Völser Straße: Scharfe Kritik an Ortstafelversetzung

Als „Schildbürgerstreich“ bezeichnet ein Anrainer die Maßnahme zur Lärmreduktion an der Völser Straße.

© ZOOM-TIROLSymbolbild.



Innsbruck – Die Verkehrslärmbelastung an der L11 Völser Straße bleibt ein höchst brisantes Thema. Wie berichtet, wurde in Abstimmung zwischen Stadt Innsbruck und Land Tirol vor rund zweieinhalb Wochen die Ortstafel an der westlichen Ortseinfahrt nach Innsbruck versetzt und damit die 50er-Beschränkung etwas nach Westen ausgedehnt. Laut dem Büro von Mobilitätsstadträtin Uschi Schwarzl steht das Ortsschild nun knapp 100 Meter weiter westlich als die bisherige 50er-Tafel. Zugleich fänden derzeit verstärkte Tempokontrollen durch die Polizei statt.

Für Roland Seeger, Anrainer in der Klosterangerstraße, ist die Versetzung der Ortstafel nichts anderes als ein „Schildbürgerstreich“. Mit der Maßnahme „haben Sie erreicht, dass nunmehr exakt auf der Höhe der letzten Häuser des Klosterangers gebremst und beschleunigt wird“, erklärt Seeger in einem Schreiben an Schwarzl und den Vorstand der Abteilung Verkehr und Straße beim Land Tirol, Christian Molzer.
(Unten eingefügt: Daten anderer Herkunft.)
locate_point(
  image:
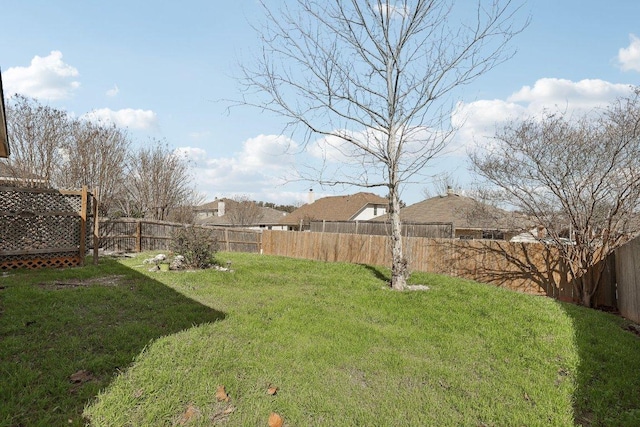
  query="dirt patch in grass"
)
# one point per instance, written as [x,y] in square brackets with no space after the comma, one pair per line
[111,280]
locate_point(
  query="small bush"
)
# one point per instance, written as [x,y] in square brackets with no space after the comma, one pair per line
[197,245]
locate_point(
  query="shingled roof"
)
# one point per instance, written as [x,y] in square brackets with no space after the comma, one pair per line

Das Problem sei also „nicht beseitigt, sondern verschärft“ worden. Seit der Ortstafelversetzung sei der Straßenlärm selbst bei geschlossenen Fenstern nicht mehr ausblendbar.
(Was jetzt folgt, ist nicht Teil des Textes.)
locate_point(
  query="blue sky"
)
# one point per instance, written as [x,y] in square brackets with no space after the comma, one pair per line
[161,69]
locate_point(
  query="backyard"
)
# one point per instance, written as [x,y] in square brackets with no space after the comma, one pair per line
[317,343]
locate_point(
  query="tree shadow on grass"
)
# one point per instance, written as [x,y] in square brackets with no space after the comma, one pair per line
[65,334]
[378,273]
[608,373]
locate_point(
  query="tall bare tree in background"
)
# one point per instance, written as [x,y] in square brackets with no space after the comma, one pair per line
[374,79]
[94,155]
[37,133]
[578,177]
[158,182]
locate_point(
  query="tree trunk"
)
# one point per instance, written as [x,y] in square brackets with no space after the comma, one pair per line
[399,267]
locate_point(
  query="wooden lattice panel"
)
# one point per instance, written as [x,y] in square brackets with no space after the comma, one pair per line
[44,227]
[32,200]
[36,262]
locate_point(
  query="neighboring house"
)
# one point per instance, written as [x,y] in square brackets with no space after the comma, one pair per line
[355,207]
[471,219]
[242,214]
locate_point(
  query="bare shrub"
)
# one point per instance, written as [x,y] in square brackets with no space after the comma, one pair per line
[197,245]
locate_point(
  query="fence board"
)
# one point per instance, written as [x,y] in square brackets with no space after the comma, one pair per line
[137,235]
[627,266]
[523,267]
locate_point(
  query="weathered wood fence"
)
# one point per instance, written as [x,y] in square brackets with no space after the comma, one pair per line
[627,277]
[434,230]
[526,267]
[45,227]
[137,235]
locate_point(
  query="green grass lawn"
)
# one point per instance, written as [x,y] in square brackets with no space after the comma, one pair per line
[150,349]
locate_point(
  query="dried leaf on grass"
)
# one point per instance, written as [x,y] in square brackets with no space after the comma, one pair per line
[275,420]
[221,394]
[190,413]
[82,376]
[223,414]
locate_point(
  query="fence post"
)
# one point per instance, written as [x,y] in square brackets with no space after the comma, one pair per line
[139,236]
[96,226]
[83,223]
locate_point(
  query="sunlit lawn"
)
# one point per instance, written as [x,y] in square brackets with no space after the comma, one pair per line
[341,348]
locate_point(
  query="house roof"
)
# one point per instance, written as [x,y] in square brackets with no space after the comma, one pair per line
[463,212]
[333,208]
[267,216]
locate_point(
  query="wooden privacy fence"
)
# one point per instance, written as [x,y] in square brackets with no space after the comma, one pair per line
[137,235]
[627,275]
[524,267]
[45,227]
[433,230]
Wie Seeger im TT-Gespräch betont, stehe er in dieser Sache seit rund eineinhalb Jahren in Kontakt mit dem Land. Was ihm besonders sauer aufstößt: „Es liegt ein Sachverständigengutachten, beauftragt von der Landesregierung, vor, wonach die Lärmgrenzen in diesem Bereich im Tagesschnitt um vier bis fünf Dezibel überschritten werden – untertags ebenso wie in der Nacht.“ Dem Gutachter zufolge könnten hier Betonleitwände Abhilfe schaffen. „Das Land hat auch bereits zugesagt, diese bauliche Maßnahme zu unterstützen – unter der Voraussetzung, dass sich die Stadt Innsbruck beteiligt. Doch das hat die Stadt durch diesen Schildbürgerstreich nun abgewendet“, ärgert sich Seeger, denn im Stadtmagistrat habe man ihm erklärt, dass nun „seitens der Straßenverkehrsbehörde keine weiteren Maßnahmen“ im Bereich Völser Straße mehr gesetzt würden.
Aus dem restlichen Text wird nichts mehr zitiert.